La clôture à Paris
Il est légitime d'évoquer une ruée incoercible vers les actions: il s'est en effet échangé pas moins de 6,6MdsE sur le CAC40 et 7,6MdsE sur l'ensemble des compartiments de la cote. Et que dire des +2,25% engrangés par la bourse de Francfort: cela fait +4% en 48H... et c'est la plus forte hausse jamais enregistrée depuis fin septembre 2003 (mais le marché ressortait alors tout juste du gouffre !).
Les 4 premières séances de la semaine se soldent maintenant par un gain de +2,15% à Paris... mais c'est une performance relativement modeste en regard des +3,75% engrangés par Francfort.
Ainsi, les investisseurs agisent comme si l'Allemagne (et ses entreprises phare) pouvait constituer le moteur de la croissance en Europe en 2006 si l'on en croit un indice IFO revenu au plus haut depuis le printemps 2000.
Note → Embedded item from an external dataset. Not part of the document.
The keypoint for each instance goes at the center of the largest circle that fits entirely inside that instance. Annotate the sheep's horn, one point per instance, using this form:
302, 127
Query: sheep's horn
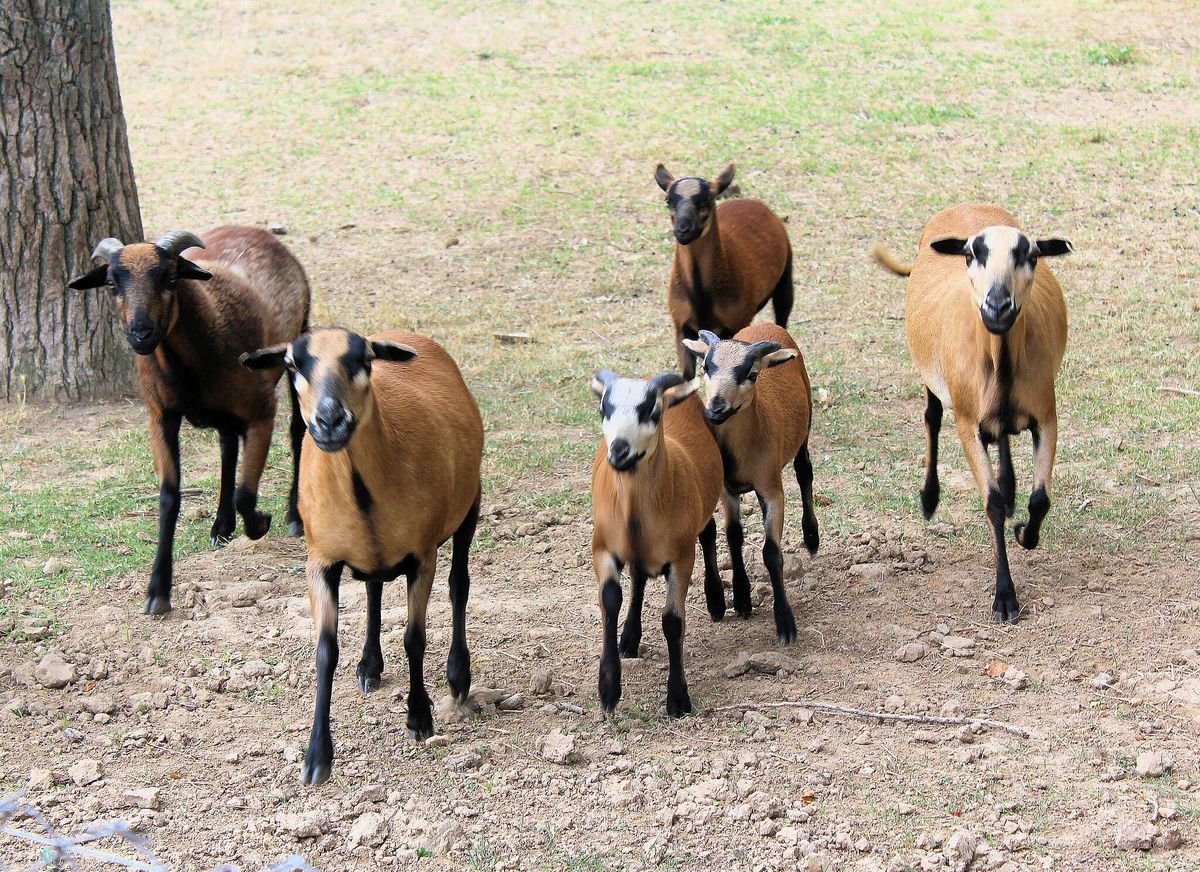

Aux Etats Unis, les commandes de biens durables progressent de +1,3% au mois de décembre mais cette fois-ci, c'est la composante "automobile" qui se distingue (+6,6%) tandis que le secteur "aéronautique" enregistre un déclin de -8,1% (après 2 mois fastes consécutivement).
Sur l'ensemble de l'année 2005, les commandes de biens durables grimpent de +8,2%... à comparer avec +10% en 2004.
Wall Street a rouvert comme prévu en hausse de +0,65% (General Motors décroche de -6,3% après creusement de ses pertes) et le Nasdaq gagne même +0,8%, malgré le plongeon de -16% de Juniper Networks.
Les marchés obligataires poursuivent leur décrue au lendemain d'une adjudication très laborieuse de 22Mds$ de T-Bonds à "2 ans": les Bunds décrochent de -0,4% et affiche un rendement de 3,47%, le pire depuis le 23 novembre 2005 (3,53%) puis le 6 mai 2005 (avec un pic à 3,43%... soit le niveau observé hier soir).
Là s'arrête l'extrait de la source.